You could be richer than you ever dreamed possible and not even know it — with "unclaimed money."
It's hard to believe, but true! About $60 BILLION in forgotten dough is squirreled away in state treasuries around the U.S. — and recovering your share could be only a computer mouse click away, a RadarOnline.com investigation has found.
These unclaimed assets are gathering dust in forgotten bank accounts, undelivered tax refunds, credit union failures, matured savings bonds, life insurance policies, share dividends, missing 401(k) plans, mortgage refunds and other sources, experts say.
Teresa Tran, 29, received a letter from the Florida State Treasury in 2014 advising her of a $40,000 windfall.
"I put the letter off to the side and forgot about it. I was suspicious," the Orlando woman tells Radar.
"I thought it might be a scam and I even showed it to my lawyer. Everyone was skeptical."
But an uncle had set up an equities account in her name shortly after her birth, and forgotten about it. With no contact from him, the custodian eventually sent the unclaimed assets to the state treasury.

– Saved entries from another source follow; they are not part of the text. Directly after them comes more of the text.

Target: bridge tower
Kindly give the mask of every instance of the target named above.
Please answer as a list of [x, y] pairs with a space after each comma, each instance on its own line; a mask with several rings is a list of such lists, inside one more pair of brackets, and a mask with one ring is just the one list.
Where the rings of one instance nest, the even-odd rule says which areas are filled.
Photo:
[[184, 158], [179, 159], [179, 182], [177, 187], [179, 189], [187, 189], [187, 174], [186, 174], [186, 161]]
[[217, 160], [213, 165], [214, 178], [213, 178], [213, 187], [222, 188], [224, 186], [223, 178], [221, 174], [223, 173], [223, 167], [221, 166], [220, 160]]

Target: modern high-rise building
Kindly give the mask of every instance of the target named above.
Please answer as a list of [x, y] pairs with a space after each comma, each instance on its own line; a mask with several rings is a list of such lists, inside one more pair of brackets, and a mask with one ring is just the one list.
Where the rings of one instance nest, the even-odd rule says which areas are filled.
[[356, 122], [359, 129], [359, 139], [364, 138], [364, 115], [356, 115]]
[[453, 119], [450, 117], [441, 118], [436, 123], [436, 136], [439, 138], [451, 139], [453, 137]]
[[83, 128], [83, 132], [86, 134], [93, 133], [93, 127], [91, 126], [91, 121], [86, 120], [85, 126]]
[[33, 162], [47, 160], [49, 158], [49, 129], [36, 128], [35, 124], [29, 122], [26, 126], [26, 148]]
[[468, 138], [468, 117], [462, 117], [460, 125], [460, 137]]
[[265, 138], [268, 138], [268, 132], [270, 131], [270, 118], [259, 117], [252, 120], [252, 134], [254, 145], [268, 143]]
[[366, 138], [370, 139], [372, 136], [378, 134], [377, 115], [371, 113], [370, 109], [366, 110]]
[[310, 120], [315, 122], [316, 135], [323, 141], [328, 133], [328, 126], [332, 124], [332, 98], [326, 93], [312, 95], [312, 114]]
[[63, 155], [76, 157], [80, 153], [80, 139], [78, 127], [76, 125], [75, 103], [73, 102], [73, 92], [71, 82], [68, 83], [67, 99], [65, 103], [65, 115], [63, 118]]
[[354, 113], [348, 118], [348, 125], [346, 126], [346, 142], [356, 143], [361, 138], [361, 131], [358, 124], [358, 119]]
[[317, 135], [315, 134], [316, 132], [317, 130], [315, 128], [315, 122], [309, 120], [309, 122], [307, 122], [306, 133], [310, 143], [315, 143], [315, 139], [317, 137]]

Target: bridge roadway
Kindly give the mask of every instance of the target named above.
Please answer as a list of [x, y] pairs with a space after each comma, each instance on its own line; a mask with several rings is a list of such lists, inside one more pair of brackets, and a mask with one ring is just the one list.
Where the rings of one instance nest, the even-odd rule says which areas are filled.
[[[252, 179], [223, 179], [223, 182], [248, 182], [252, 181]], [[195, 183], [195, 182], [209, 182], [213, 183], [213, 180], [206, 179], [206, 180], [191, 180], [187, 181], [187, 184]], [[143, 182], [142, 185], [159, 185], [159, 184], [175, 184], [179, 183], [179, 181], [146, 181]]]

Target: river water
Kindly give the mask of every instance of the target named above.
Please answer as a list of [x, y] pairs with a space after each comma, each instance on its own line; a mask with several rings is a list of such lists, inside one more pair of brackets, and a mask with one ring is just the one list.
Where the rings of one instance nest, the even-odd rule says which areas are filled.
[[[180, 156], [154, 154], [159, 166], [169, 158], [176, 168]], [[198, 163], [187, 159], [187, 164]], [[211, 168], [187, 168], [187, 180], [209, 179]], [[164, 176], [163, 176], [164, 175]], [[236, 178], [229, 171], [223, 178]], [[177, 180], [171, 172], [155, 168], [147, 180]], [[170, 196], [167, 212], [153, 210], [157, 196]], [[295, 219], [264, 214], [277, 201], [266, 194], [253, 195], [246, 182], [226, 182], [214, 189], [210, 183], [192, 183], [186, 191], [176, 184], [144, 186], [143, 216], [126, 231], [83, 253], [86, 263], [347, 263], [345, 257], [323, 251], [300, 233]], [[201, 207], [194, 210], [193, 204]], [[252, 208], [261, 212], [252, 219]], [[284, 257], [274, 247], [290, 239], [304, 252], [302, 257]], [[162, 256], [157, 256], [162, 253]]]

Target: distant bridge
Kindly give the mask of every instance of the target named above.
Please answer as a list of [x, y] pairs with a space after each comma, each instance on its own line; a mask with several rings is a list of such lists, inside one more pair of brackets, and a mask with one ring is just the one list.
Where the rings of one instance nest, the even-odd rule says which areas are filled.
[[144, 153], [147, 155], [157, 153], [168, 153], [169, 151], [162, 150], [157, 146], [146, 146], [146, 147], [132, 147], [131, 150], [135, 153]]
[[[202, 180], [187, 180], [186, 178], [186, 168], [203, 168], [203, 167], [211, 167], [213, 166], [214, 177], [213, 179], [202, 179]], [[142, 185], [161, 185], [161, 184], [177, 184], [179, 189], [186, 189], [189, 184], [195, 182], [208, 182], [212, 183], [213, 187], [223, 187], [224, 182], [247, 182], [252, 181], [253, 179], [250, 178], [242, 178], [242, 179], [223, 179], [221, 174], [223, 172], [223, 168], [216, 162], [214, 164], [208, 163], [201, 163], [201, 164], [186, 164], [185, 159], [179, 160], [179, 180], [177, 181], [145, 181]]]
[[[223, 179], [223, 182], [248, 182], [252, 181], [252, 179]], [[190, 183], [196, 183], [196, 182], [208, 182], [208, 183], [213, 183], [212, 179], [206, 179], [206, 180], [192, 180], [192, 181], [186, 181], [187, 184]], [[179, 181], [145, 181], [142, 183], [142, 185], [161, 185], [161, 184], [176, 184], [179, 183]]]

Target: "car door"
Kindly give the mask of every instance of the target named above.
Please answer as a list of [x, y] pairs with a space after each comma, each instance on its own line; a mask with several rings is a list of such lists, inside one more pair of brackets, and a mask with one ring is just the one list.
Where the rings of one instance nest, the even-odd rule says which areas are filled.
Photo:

After that, it became a matter of either finding Teresa or reaching out to the state.
"I was shocked," Teresa recalls. "Not every day do you get a call saying you have a $40,000 check waiting for you!"
She adds, "The point is to be proactive — and go on your state database for unclaimed assets. There could be some money waiting for you!"

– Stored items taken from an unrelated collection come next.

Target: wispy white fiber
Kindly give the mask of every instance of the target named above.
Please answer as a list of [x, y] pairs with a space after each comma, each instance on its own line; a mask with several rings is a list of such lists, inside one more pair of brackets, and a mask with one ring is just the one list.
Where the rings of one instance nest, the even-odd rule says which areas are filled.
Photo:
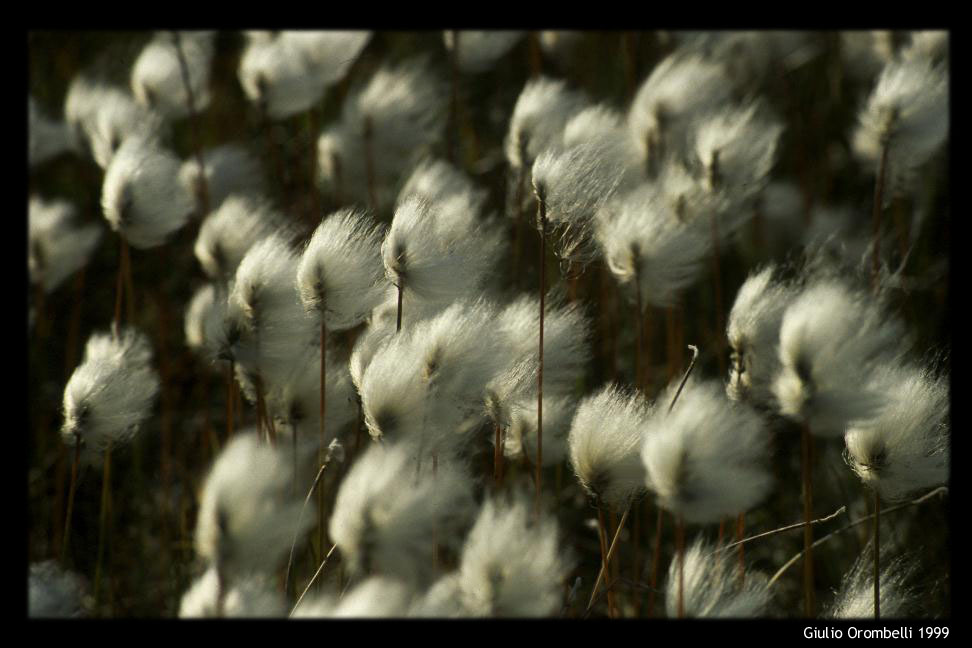
[[[210, 567], [186, 590], [179, 603], [180, 619], [216, 617], [219, 576]], [[262, 575], [247, 575], [227, 584], [223, 593], [224, 618], [274, 618], [286, 614], [286, 601]]]
[[[459, 48], [456, 61], [462, 72], [485, 72], [501, 59], [526, 35], [523, 31], [459, 31]], [[442, 33], [446, 49], [456, 50], [452, 30]]]
[[877, 417], [848, 428], [844, 440], [851, 468], [888, 500], [947, 482], [948, 377], [891, 365], [879, 369], [873, 383], [887, 404]]
[[74, 131], [63, 121], [48, 117], [32, 96], [27, 97], [27, 165], [34, 167], [79, 145]]
[[[834, 619], [874, 618], [873, 546], [868, 544], [844, 576], [828, 617]], [[882, 558], [881, 618], [910, 617], [918, 611], [918, 591], [911, 585], [920, 564], [906, 556]]]
[[32, 619], [69, 619], [84, 615], [81, 577], [56, 561], [33, 563], [27, 574], [27, 616]]
[[157, 247], [189, 220], [192, 195], [179, 182], [180, 162], [150, 137], [132, 135], [105, 171], [101, 207], [111, 228], [134, 247]]
[[[193, 104], [197, 112], [209, 106], [209, 75], [216, 32], [178, 32]], [[144, 106], [168, 118], [189, 114], [186, 90], [173, 32], [159, 32], [138, 55], [132, 67], [132, 92]]]
[[76, 223], [77, 211], [63, 200], [32, 196], [27, 211], [27, 269], [30, 281], [53, 292], [88, 263], [102, 228]]
[[562, 145], [567, 121], [588, 104], [579, 91], [562, 80], [539, 77], [528, 81], [513, 107], [506, 136], [506, 159], [514, 169], [531, 167], [543, 151]]
[[[544, 372], [546, 378], [546, 368]], [[573, 396], [543, 397], [543, 465], [556, 466], [567, 457], [567, 435], [577, 411]], [[537, 398], [524, 398], [513, 403], [510, 425], [504, 436], [503, 454], [519, 459], [524, 454], [533, 465], [537, 462]]]
[[[688, 618], [753, 618], [766, 616], [772, 593], [762, 574], [746, 573], [740, 585], [736, 554], [696, 540], [685, 552], [682, 605]], [[678, 558], [668, 568], [665, 612], [678, 615]]]
[[151, 361], [148, 338], [135, 329], [88, 338], [84, 360], [64, 387], [64, 442], [80, 438], [87, 453], [100, 454], [131, 441], [159, 393]]
[[206, 216], [193, 252], [211, 279], [226, 280], [258, 241], [283, 227], [283, 217], [264, 199], [247, 195], [226, 198]]
[[689, 380], [662, 392], [644, 425], [641, 459], [658, 505], [686, 522], [707, 524], [744, 513], [768, 494], [769, 432], [744, 403], [715, 381]]
[[640, 393], [617, 385], [581, 401], [567, 444], [574, 473], [588, 494], [621, 507], [645, 491], [640, 453], [650, 413]]
[[[210, 209], [218, 208], [232, 194], [259, 196], [265, 193], [260, 161], [244, 146], [222, 144], [203, 151], [202, 156]], [[202, 177], [195, 155], [182, 163], [179, 180], [194, 196], [199, 195]]]
[[406, 616], [411, 603], [410, 587], [393, 578], [372, 576], [351, 588], [343, 597], [324, 594], [300, 604], [295, 619], [389, 619]]
[[383, 231], [365, 212], [342, 209], [321, 222], [297, 266], [304, 308], [339, 331], [364, 321], [385, 290]]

In yet another case, in 2015, a Washington, D.C., area butcher, Scott Langbauer, was shocked to learn he had more than $400,000 waiting for him from his late father's life insurance policy.

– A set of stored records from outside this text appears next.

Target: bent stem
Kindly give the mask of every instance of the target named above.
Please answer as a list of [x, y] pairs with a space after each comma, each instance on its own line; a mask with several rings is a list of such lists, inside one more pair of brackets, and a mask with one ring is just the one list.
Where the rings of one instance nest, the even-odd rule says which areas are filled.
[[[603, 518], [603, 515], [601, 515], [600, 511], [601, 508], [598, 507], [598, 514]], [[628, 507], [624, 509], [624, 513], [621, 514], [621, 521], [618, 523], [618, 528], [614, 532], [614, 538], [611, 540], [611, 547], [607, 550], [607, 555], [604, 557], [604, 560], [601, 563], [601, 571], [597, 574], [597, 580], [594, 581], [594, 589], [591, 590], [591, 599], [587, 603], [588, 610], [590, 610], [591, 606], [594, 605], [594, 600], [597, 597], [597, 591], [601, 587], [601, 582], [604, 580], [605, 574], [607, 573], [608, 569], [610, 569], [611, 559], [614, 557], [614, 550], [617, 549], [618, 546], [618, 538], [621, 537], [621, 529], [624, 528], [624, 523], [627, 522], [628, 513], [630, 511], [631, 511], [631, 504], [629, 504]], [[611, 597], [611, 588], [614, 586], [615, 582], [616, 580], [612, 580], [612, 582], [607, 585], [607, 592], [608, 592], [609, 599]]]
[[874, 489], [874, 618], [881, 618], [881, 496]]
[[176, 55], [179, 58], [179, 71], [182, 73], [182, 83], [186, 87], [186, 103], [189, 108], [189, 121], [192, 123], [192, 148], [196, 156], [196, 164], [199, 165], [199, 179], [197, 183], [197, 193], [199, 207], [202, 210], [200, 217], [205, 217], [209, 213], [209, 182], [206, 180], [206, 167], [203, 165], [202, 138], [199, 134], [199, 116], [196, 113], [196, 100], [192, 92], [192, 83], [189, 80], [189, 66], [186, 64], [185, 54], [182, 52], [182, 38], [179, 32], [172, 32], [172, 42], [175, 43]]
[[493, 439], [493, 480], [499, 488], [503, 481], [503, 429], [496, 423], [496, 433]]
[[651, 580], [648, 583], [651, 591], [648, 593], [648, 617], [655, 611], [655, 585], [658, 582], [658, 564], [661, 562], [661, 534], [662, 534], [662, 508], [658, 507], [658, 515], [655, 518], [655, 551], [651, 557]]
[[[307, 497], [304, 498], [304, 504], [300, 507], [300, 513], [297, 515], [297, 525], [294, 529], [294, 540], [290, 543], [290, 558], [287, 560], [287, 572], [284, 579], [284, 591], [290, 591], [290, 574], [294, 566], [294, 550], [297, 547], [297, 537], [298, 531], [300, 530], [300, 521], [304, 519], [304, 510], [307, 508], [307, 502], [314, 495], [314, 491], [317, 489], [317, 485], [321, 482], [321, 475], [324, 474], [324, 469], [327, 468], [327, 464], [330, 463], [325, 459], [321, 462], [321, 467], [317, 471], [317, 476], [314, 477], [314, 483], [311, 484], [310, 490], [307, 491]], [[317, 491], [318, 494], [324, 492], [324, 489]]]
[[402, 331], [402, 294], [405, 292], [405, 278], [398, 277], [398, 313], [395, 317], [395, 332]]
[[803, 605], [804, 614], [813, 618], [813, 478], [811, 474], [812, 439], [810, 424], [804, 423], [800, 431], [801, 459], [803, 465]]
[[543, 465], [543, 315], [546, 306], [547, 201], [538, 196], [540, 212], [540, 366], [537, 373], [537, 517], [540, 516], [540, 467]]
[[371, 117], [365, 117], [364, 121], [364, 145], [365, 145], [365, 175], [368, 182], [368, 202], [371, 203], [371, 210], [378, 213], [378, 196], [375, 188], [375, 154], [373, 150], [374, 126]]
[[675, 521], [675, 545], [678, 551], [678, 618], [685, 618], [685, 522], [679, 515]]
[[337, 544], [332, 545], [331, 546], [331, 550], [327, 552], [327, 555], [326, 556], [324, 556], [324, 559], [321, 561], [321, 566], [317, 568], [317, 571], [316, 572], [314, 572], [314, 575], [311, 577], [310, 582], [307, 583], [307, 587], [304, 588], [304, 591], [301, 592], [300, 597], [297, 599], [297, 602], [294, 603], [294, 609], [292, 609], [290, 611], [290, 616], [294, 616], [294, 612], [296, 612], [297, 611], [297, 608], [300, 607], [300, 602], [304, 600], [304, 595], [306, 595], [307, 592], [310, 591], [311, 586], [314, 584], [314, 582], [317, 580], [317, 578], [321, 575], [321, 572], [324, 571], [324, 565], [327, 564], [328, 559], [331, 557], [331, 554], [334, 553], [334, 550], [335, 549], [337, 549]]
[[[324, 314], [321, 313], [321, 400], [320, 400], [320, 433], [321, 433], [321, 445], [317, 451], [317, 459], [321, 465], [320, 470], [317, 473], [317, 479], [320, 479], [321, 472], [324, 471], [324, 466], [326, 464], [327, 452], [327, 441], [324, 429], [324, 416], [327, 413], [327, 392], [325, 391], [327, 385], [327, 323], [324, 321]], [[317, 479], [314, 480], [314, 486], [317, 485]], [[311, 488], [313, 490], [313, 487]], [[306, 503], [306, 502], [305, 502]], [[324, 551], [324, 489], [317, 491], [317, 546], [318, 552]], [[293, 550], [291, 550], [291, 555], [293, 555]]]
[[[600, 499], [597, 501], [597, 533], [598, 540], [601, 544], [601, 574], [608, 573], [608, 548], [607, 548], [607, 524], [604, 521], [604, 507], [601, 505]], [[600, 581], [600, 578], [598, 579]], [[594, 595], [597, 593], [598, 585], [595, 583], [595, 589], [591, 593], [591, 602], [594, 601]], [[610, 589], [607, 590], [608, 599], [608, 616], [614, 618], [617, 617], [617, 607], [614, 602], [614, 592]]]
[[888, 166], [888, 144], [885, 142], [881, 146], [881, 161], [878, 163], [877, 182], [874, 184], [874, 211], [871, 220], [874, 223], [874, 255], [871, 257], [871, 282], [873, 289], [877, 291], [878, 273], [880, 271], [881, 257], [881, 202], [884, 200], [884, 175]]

Ashley Carr of the Florida Department of Financial Services says the chances are good you'll stumble on a secret stash of cash just waiting to be found!
"It's easier than you think. You can simply log on from home with a handful of simple keystrokes. You have a one in five chance of finding something in your name," she says.
Other sources of unclaimed funds are safety deposit box contents such as heirloom watches and jewelry forgotten by the owner or never mentioned to his or her heirs, railroad retirement benefits and unclaimed Jewish property stolen and lost during the Holocaust.
States are required to hold unclaimed liquid assets in perpetuity, and each state maintains a database accessible through public websites.
Search the databases of all 50 states at once on www.missingmoney.com, or visit each state database site individually.
In fiscal year 2015, more than $3.2 billion was claimed and returned to their rightful owners, according to the National Association of Unclaimed Property Administrators.
But beware of scammers who ask you to sign away a percentage of your unclaimed assets in return for locating them.